Abstract

This paper presents a textile-based stretchable microstrip patch antenna with intrinsic strain for e-textiles with seamlessly integrated multifunctional devices. Several microstrip antennas have been developed with the patch alone (stretchable up to 40%) or both the patch and the ground plane (stretchable up to 100%) meshed by using rectangular serpentine units. The changes in the resonant frequency of the meshed antennas, as a result of stretching, have been exploited to demonstrate the intrinsic uniaxial strain sensing. The obtained results indicate that resonant frequency decreases linearly with increasing applied strain, suggesting that the designed antennas can also be used as strain sensors with stretchability up to 100% and a sensitivity of 0.25. The results were validated through full-wave electromagnetic simulations and a two-dimensional digital image correlation (DIC) technique to model the antenna deformations during the tensile tests.
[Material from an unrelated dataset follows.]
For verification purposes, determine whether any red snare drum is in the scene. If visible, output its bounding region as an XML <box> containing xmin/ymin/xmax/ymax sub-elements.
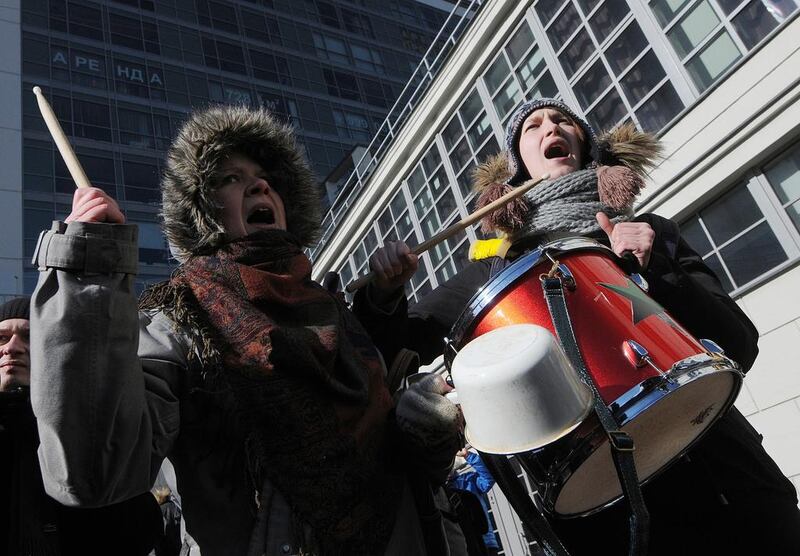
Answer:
<box><xmin>445</xmin><ymin>238</ymin><xmax>742</xmax><ymax>517</ymax></box>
In terms of stretchability, the meshed textile patch antenna on a solid ground plane showed more than a 2-fold improvement compared to a meshed gold patch antenna, showing a linear frequency shift. As potential applications, we demonstrate the use of a highly deformable fully meshed textile antenna as a strain sensor capable of measuring joint angles of a human limb. To do that, a microwave readout circuit based on RF to DC rectifier was realized. The rectifier obtained a peak conversion efficiency of 71% at 10 dBm input power overload resistor of 3 kΩ.